[SEYCHELLES] Le pari du tourisme durable et haut de gamme : les Seychelles tracent leur propre voie

Les Seychelles ont choisi la limitation volontaire du tourisme depuis les années 1990. En 2026, avec 350 000 visiteurs et 80 % du PIB dépendant du secteur, le pari du haut de gamme et du durable montre ses résultats — et ses limites.

Seychelles — Business.OI
Photo : Vika Glitter / Pexels

Face à la tentation du tourisme de masse, les Seychelles ont fait un choix radicalement différent depuis les années 1990 : limiter volontairement le nombre de visiteurs pour préserver leur capital naturel exceptionnel. En 2026, ce pari longtemps critiqué comme économiquement risqué semble plus pertinent que jamais — mais un ralentissement se dessine après le record de 2025.

350 000 visiteurs pour 120 000 habitants : l'équation unique des Seychelles

En 2025, l'archipel a accueilli environ 350 000 visiteurs internationaux — sur une population de seulement 120 000 habitants. Un ratio de trois touristes pour un habitant qui illustre l'intensité de la dépendance au tourisme, lequel représente près de 80 % du PIB national. En 2026, les premiers indicateurs signalent un léger ralentissement par rapport à ce niveau record.

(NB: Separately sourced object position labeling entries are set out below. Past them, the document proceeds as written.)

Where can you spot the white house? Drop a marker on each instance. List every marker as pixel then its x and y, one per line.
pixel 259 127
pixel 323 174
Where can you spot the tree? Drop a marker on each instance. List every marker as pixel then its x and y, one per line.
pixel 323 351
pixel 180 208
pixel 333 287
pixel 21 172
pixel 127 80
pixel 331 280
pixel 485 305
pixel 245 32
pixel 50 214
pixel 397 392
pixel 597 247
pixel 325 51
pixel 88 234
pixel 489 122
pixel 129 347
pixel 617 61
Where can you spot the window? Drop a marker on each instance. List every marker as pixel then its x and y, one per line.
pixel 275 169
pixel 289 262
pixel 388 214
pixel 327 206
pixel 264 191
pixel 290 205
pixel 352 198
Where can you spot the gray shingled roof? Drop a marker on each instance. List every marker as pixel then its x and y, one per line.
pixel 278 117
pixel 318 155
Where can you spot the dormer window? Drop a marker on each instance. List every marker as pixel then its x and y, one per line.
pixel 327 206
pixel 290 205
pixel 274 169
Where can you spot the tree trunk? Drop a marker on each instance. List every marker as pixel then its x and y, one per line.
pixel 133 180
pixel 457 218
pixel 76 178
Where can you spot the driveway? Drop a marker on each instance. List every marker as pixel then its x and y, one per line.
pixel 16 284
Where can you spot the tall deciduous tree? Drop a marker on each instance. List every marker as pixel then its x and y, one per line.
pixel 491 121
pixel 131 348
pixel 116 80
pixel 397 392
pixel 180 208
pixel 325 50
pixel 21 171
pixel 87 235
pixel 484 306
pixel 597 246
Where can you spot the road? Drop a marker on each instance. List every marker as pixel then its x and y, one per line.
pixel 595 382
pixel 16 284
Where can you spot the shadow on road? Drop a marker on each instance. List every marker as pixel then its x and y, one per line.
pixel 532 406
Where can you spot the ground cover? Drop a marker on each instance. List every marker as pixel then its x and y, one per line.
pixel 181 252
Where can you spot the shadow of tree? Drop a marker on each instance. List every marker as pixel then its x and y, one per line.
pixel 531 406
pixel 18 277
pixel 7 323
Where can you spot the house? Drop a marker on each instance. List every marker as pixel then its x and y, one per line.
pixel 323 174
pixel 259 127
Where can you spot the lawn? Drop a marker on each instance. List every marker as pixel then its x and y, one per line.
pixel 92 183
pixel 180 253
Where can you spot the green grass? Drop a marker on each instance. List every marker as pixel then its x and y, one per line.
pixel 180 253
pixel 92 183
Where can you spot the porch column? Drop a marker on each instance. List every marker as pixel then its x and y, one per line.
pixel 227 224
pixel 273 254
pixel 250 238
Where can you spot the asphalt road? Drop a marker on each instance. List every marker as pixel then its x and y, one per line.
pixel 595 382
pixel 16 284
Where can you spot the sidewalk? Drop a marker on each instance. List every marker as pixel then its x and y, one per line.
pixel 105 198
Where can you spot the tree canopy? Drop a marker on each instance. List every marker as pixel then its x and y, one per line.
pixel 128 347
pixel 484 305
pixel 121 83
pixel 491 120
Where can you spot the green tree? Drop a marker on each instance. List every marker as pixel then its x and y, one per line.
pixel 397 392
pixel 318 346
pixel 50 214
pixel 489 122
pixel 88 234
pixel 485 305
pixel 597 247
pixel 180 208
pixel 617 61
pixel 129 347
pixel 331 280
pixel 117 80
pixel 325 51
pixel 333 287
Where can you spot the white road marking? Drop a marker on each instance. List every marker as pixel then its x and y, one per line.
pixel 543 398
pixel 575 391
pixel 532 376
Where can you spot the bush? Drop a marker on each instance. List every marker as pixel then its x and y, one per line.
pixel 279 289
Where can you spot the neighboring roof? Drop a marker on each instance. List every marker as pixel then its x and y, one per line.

Malgré ce fléchissement, la stratégie seychelloise reste cohérente : ne pas chercher à maximiser les volumes, mais à maximiser la valeur générée par chaque visiteur. La cible ? Un tourisme haut de gamme, attirant des voyageurs à fort pouvoir d'achat, moins nombreux mais bien plus rentables pour l'économie locale.

La politique de l'environnement comme avantage compétitif

La moitié du territoire terrestre et environ 30 % de l'espace maritime sont classés en zones protégées. Loin d'être une contrainte, ce choix est devenu le principal argument de vente des Seychelles sur les marchés premium européens — France, Allemagne, Italie — et de plus en plus auprès des voyageurs russes, qui représentent une part croissante des arrivées.

Les droits d'entrée dans les sites protégés, fixés entre 10 et 30 euros, sont intégralement reversés à la conservation. Un modèle qui fait référence à l'échelle internationale et que plusieurs archipels de l'Océan Indien cherchent à reproduire.

La connectivité aérienne, le maillon faible

Malgré ses atouts naturels, l'archipel reste handicapé par une desserte aérienne insuffisante. Selon Sherin Francis, Secrétaire d'État au Tourisme, l'absence de liaison directe Paris-Victoria toute l'année constitue « un frein pour certains segments de marché, notamment les familles et les seniors ». Les voyageurs dépendent aujourd'hui des hubs du Golfe (Qatar Airways, Etihad, Emirates) pour relier les Seychelles à l'Europe.

Air Seychelles assure une liaison saisonnière depuis Paris-CDG, mais son réseau reste limité. Ce goulot d'étranglement aérien est identifié comme le principal levier d'amélioration à court terme pour booster les arrivées sans compromettre l'équilibre écologique de l'archipel.

Pourquoi c'est important

Le modèle seychellois pose une question fondamentale à tous les territoires touristiques de l'Océan Indien : vaut-il mieux courir après les volumes ou cultiver la valeur ? À l'heure où La Réunion, Maurice et Madagascar cherchent à développer leurs recettes touristiques, l'exemple des Seychelles montre qu'il existe une troisième voie — plus exigeante, mais potentiellement plus soutenable.